Kitchen scrap collection pilot launches in April

Pilot program will collect from 600 Saanich homes to assess the best way to go about diverting compostables from entering Hartland Landfill.

Saanich is set to launch a curbside kitchen scrap collection pilot project next April to assess the best way to go about diverting compostables from entering Hartland Landfill.

Around 600 homes in the municipality will be initially targeted.

The goal is to see whether residents actually make use of the program and determine the most cost-effective method of collecting.

“It’s been a pet peeve of mine for almost 20 years,” Mayor Frank Leonard said about the absence of kitchen waste collection. “Compostable food waste is a huge part of the waste stream. I’ve been frustrated the CRD hasn’t been able to put together a program that can capture it. … We owe it to the citizens to get on with it.”

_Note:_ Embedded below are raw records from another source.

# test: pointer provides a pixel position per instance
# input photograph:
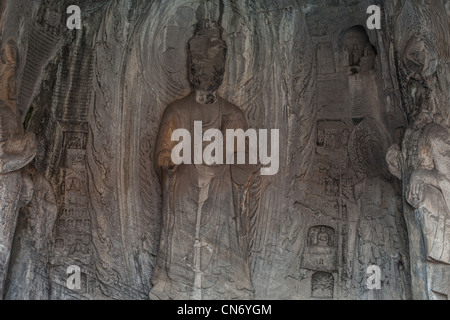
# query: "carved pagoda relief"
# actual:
(17, 150)
(102, 177)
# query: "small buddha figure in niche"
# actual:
(322, 245)
(356, 56)
(204, 244)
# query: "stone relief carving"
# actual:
(17, 150)
(376, 234)
(308, 68)
(422, 163)
(206, 232)
(30, 280)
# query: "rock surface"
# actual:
(342, 96)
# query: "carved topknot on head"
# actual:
(9, 53)
(206, 56)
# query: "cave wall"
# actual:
(95, 97)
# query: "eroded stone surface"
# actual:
(340, 94)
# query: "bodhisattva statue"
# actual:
(204, 244)
(422, 162)
(376, 233)
(16, 151)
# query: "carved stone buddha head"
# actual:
(206, 58)
(7, 72)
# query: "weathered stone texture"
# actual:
(343, 97)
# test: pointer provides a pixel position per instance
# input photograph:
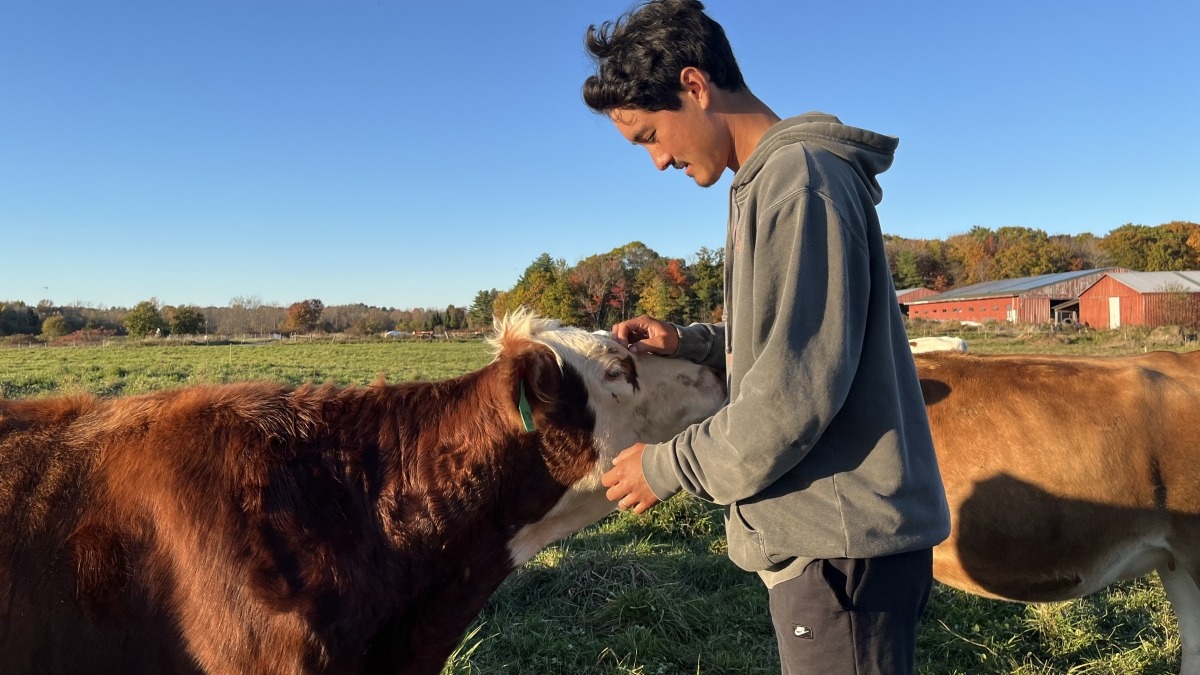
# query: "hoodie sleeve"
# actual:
(802, 284)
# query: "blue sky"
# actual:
(412, 154)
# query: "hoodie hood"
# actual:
(869, 153)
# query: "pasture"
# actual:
(649, 595)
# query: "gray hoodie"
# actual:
(825, 448)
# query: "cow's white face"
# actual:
(634, 399)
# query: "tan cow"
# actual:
(1066, 475)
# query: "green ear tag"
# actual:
(526, 413)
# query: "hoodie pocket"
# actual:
(748, 547)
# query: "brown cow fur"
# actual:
(261, 529)
(1068, 473)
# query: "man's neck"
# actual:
(748, 119)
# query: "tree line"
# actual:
(605, 288)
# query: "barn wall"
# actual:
(915, 296)
(982, 310)
(1138, 309)
(1033, 310)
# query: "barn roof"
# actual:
(1063, 284)
(1159, 281)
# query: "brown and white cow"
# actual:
(1069, 473)
(262, 529)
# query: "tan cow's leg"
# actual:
(1182, 589)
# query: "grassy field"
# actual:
(654, 593)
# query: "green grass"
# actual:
(654, 593)
(136, 369)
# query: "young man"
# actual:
(823, 457)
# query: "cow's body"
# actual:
(1068, 473)
(261, 529)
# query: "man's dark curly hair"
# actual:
(640, 57)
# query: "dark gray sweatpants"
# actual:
(852, 616)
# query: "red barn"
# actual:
(1045, 298)
(905, 296)
(1141, 298)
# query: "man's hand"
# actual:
(627, 483)
(647, 335)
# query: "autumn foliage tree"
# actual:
(185, 320)
(144, 320)
(305, 316)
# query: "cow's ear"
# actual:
(540, 378)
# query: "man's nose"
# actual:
(661, 160)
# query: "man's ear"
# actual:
(695, 84)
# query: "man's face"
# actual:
(687, 138)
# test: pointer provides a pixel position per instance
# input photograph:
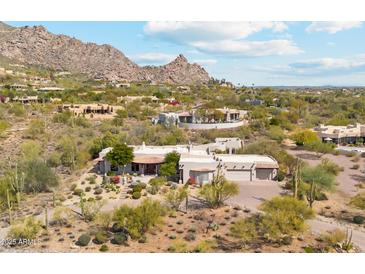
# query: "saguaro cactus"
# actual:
(347, 244)
(46, 217)
(82, 208)
(17, 183)
(10, 206)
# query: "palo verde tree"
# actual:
(121, 155)
(317, 179)
(218, 191)
(169, 167)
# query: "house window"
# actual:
(135, 167)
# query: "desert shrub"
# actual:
(83, 240)
(178, 246)
(38, 177)
(205, 246)
(358, 219)
(281, 175)
(54, 159)
(156, 184)
(115, 179)
(304, 137)
(120, 239)
(334, 237)
(190, 236)
(140, 219)
(137, 188)
(244, 229)
(98, 191)
(174, 197)
(62, 215)
(101, 237)
(35, 129)
(104, 248)
(27, 229)
(136, 195)
(284, 216)
(319, 147)
(103, 219)
(218, 191)
(78, 192)
(358, 201)
(91, 209)
(331, 167)
(91, 180)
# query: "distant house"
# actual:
(4, 99)
(197, 163)
(26, 99)
(350, 134)
(90, 110)
(188, 119)
(122, 85)
(19, 87)
(48, 89)
(129, 99)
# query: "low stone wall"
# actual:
(212, 125)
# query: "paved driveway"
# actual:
(253, 193)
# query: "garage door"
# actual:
(238, 175)
(263, 173)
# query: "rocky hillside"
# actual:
(37, 46)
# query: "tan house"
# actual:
(349, 134)
(91, 110)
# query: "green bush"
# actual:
(218, 191)
(98, 191)
(38, 176)
(137, 188)
(101, 237)
(78, 192)
(104, 248)
(244, 229)
(281, 175)
(138, 220)
(28, 229)
(190, 236)
(73, 187)
(358, 201)
(120, 239)
(136, 195)
(284, 216)
(83, 240)
(358, 219)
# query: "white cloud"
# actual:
(249, 48)
(331, 27)
(224, 37)
(208, 31)
(319, 67)
(153, 58)
(203, 62)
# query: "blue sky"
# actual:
(263, 53)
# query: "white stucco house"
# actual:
(199, 163)
(232, 118)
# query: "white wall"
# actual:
(211, 126)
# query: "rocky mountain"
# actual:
(37, 46)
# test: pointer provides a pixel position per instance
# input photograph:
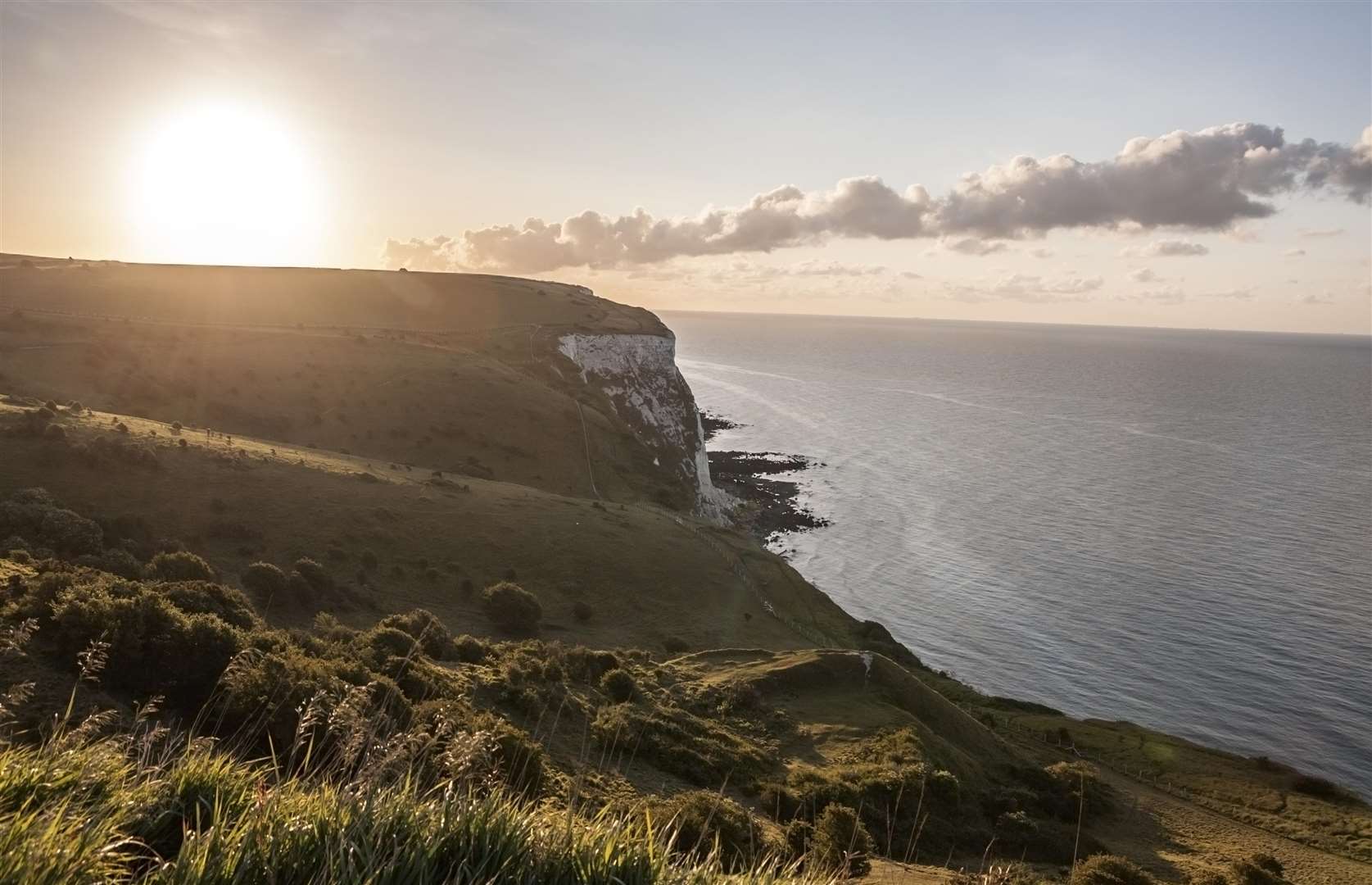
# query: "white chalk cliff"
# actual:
(638, 374)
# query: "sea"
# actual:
(1171, 527)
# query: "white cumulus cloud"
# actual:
(1207, 180)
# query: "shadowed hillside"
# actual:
(439, 531)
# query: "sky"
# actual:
(1173, 165)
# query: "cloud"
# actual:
(1207, 180)
(1166, 248)
(1231, 294)
(971, 246)
(835, 270)
(1161, 295)
(414, 254)
(857, 207)
(1026, 288)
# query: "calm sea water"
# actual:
(1160, 526)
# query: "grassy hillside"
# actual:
(280, 504)
(331, 358)
(650, 578)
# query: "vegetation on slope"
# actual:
(414, 581)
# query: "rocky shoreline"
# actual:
(772, 506)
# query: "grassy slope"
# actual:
(648, 574)
(481, 392)
(646, 577)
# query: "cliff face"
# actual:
(638, 374)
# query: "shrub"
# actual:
(115, 561)
(1109, 870)
(34, 514)
(390, 641)
(264, 581)
(1261, 869)
(619, 685)
(469, 649)
(423, 626)
(154, 647)
(841, 842)
(512, 606)
(1067, 779)
(203, 597)
(180, 567)
(315, 574)
(703, 819)
(799, 833)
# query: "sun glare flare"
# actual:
(224, 184)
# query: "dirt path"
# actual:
(1191, 833)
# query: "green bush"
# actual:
(512, 606)
(1066, 779)
(392, 641)
(1261, 869)
(115, 561)
(704, 819)
(180, 567)
(469, 649)
(152, 647)
(36, 515)
(264, 581)
(422, 624)
(799, 833)
(203, 597)
(1110, 870)
(841, 842)
(315, 574)
(619, 687)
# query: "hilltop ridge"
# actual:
(423, 437)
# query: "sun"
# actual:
(225, 184)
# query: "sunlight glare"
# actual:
(224, 184)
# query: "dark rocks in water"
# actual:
(774, 502)
(713, 424)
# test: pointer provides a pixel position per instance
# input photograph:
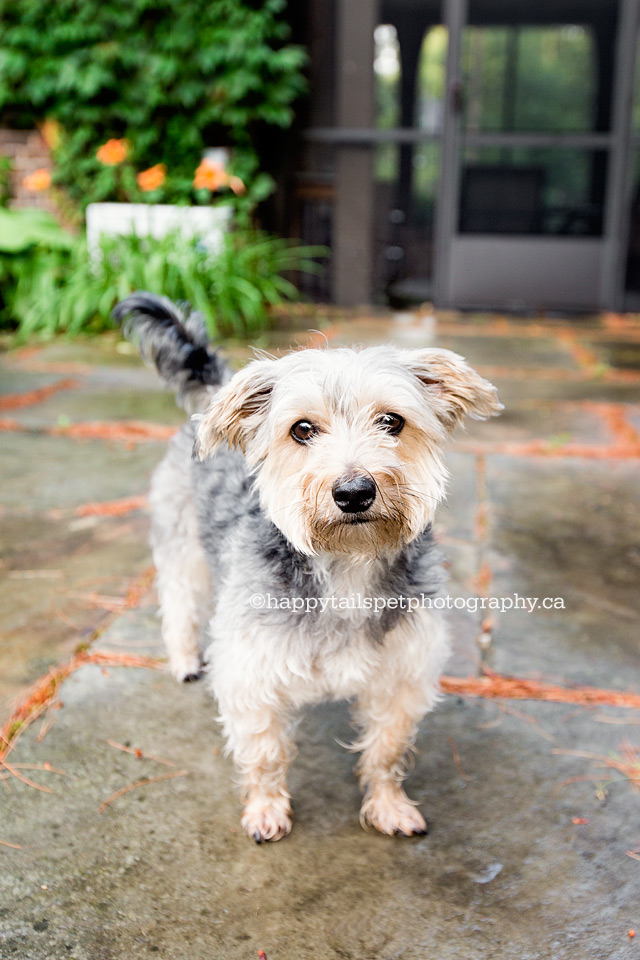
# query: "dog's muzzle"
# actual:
(355, 495)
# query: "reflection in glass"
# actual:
(530, 79)
(527, 190)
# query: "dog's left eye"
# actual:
(303, 431)
(391, 422)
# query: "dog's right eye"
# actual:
(303, 431)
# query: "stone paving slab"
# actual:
(45, 472)
(166, 871)
(81, 405)
(50, 568)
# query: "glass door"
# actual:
(526, 217)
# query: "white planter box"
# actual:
(209, 224)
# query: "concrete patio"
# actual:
(534, 843)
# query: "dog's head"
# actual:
(346, 445)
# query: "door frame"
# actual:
(606, 255)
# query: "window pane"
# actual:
(405, 197)
(524, 191)
(529, 79)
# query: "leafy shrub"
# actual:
(172, 77)
(6, 168)
(51, 285)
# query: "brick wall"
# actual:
(28, 152)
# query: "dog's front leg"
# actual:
(388, 718)
(257, 728)
(388, 711)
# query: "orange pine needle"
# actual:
(111, 508)
(140, 783)
(15, 401)
(498, 687)
(139, 754)
(456, 759)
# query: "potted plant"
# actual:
(205, 218)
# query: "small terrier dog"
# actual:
(300, 498)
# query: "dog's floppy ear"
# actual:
(237, 409)
(454, 388)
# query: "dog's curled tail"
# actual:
(174, 339)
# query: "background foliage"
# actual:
(49, 284)
(172, 77)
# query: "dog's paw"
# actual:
(186, 667)
(267, 818)
(390, 811)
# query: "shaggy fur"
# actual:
(343, 511)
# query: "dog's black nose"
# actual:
(354, 496)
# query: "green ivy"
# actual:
(49, 284)
(171, 76)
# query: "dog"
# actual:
(299, 499)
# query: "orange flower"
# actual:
(113, 152)
(38, 180)
(237, 185)
(153, 178)
(210, 176)
(50, 131)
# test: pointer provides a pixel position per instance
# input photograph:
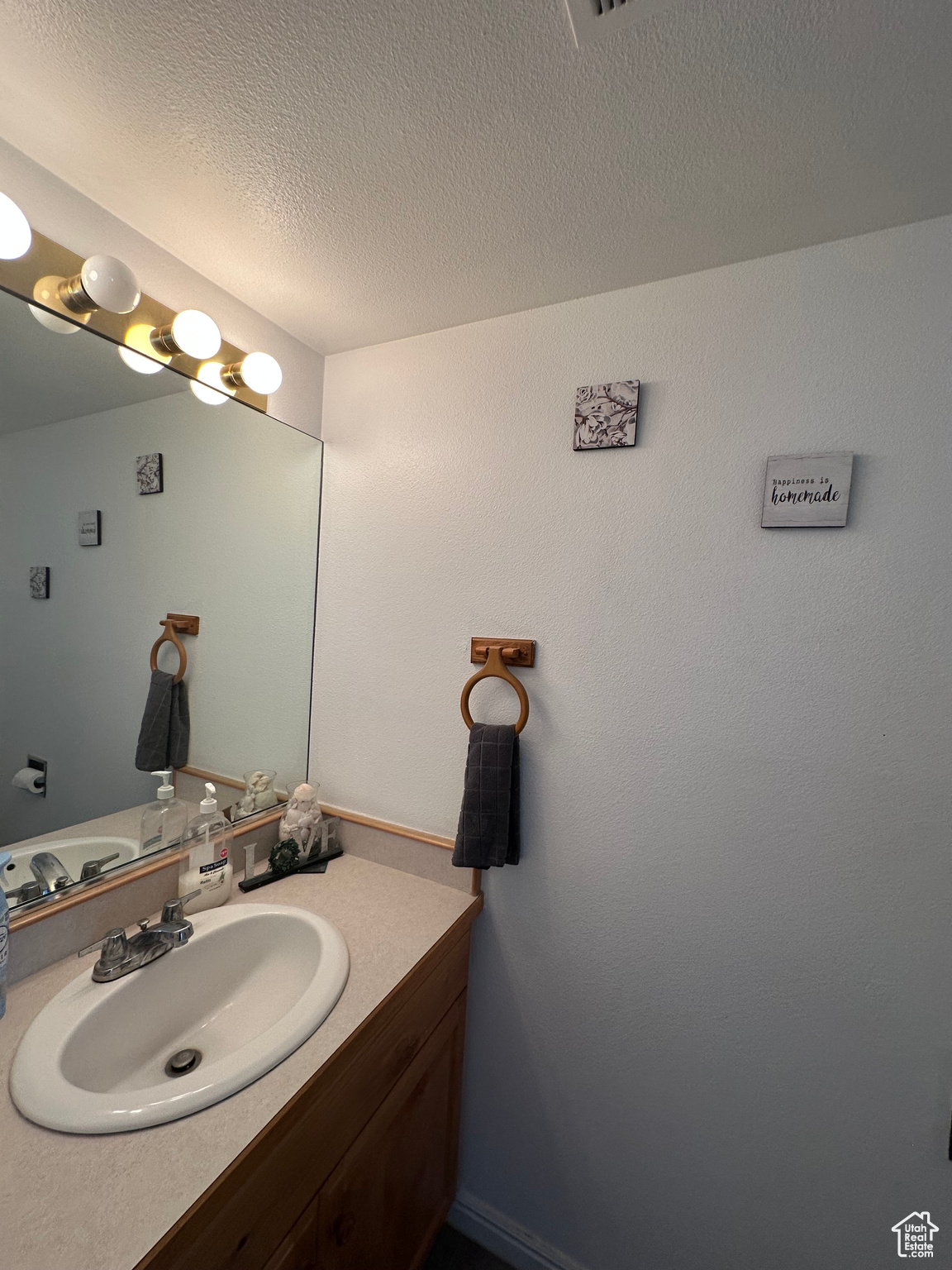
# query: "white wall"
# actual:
(232, 537)
(68, 216)
(710, 1012)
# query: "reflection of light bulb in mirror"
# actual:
(16, 235)
(257, 371)
(210, 388)
(103, 282)
(139, 360)
(46, 291)
(189, 332)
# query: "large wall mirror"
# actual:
(102, 540)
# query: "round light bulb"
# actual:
(16, 234)
(139, 362)
(262, 374)
(210, 388)
(109, 284)
(60, 325)
(196, 334)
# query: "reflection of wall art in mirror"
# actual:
(40, 580)
(606, 416)
(149, 474)
(90, 528)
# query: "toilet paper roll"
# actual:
(30, 779)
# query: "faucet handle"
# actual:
(113, 948)
(93, 867)
(174, 910)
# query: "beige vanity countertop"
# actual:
(76, 1201)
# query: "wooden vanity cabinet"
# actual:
(358, 1171)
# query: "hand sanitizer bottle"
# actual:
(207, 867)
(164, 821)
(4, 935)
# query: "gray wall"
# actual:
(708, 1021)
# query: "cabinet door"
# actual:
(298, 1251)
(383, 1206)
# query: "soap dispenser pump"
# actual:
(207, 867)
(165, 819)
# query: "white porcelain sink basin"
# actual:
(71, 853)
(249, 987)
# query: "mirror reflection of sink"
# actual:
(71, 852)
(251, 985)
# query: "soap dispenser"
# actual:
(207, 867)
(164, 821)
(4, 935)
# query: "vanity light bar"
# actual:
(64, 291)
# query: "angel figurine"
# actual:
(302, 819)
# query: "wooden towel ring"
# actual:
(495, 670)
(172, 625)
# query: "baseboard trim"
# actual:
(504, 1237)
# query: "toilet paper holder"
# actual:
(24, 779)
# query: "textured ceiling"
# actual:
(364, 172)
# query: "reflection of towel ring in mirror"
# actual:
(495, 670)
(169, 637)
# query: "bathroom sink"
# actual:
(71, 853)
(251, 985)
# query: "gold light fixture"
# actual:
(103, 282)
(257, 371)
(189, 332)
(65, 293)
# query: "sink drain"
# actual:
(186, 1061)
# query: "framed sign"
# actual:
(90, 528)
(807, 490)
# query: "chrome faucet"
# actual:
(120, 955)
(50, 871)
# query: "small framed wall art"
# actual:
(606, 416)
(90, 528)
(40, 580)
(149, 474)
(807, 490)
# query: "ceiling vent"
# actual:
(592, 19)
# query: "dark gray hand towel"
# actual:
(489, 818)
(163, 738)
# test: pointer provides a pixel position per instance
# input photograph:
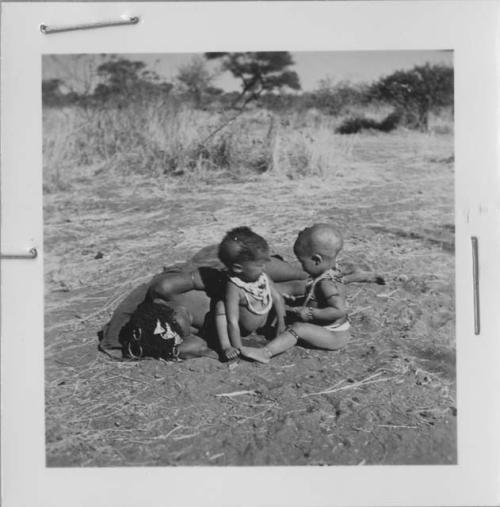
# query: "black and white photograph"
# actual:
(249, 258)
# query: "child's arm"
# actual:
(176, 283)
(232, 301)
(336, 305)
(228, 351)
(279, 307)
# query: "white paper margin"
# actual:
(467, 27)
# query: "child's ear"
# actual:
(317, 259)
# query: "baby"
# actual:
(249, 293)
(322, 319)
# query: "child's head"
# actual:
(244, 253)
(317, 248)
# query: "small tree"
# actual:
(196, 79)
(259, 72)
(416, 92)
(124, 79)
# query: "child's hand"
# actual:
(280, 326)
(231, 353)
(303, 313)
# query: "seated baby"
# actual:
(249, 294)
(322, 318)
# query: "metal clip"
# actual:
(31, 254)
(47, 30)
(475, 282)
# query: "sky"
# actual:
(354, 66)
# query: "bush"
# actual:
(415, 93)
(354, 125)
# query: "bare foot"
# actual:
(260, 355)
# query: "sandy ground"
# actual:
(387, 398)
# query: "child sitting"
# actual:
(323, 321)
(249, 293)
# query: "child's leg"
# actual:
(284, 341)
(311, 334)
(292, 288)
(321, 338)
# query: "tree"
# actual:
(196, 79)
(51, 92)
(416, 92)
(259, 72)
(126, 79)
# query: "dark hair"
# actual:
(138, 337)
(242, 244)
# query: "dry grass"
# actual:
(388, 398)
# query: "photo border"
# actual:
(469, 28)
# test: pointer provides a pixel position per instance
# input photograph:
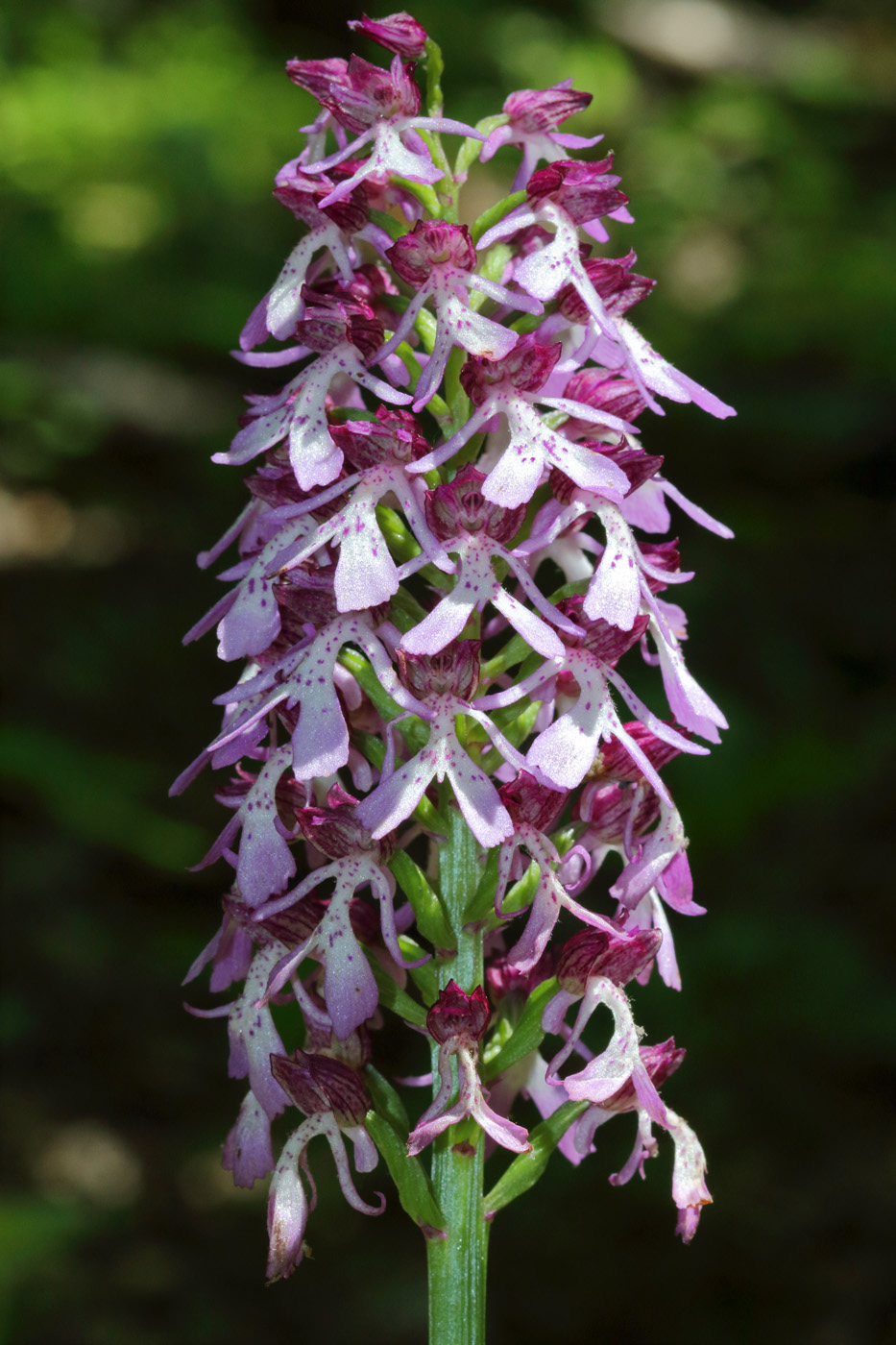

Dave McAra, Saanich’s manager of solid waste services and fleet operations, says the municipality will use its current staff and current trucks during the pilot.

View Royal, which currently has a kitchen scraps program, will manage the waste collected in Saanich during the three-month pilot at a $107-per-tonne fee under its existing private-sector contract.

“It’ll be a relatively small volume over three months,” McAra said, “somewhere around 15 to 18 tonnes.”

The next step for McAra is to put out a request for proposals asking for the separate carts that will be used for garbage and kitchen scraps.

The City of Victoria is launching its own kitchen scrap program in January 2013, opting to jump into full collection from the start.

When that program launches, the plan is to truck the waste to a processing facility in Cobble Hill, 48 kilometres over the Malahat.

Local opportunities to process, however, are beginning to crop up. Three facilities within the capital region are in varying stages of readiness.

Each offers different advantages, including shorter trucking distances, valuable byproducts, and cheaper processing prices.

A proposal on a site in Sooke, called South Island Organics, would knock approximately 10 kilometres off the current trip.

Once the company secures a feedstock agreement from a sizeable municipality such as Victoria or Saanich, it could open within six months, said general manager Paul Hooper.

Another proposal is from Ian Vantreight of Vantreight Farms for a facility on the Peninsula – a significantly closer option.

The third proposal is from Stanhope Farm, also based in Central Saanich. It’s been operating a compost facility known as Foundation Organics since earlier this year.

The Capital Regional District estimates the region produces 14,000 tonnes of kitchen waste annually, which would be worth as much as $4.3 million per year to whoever wins the contract.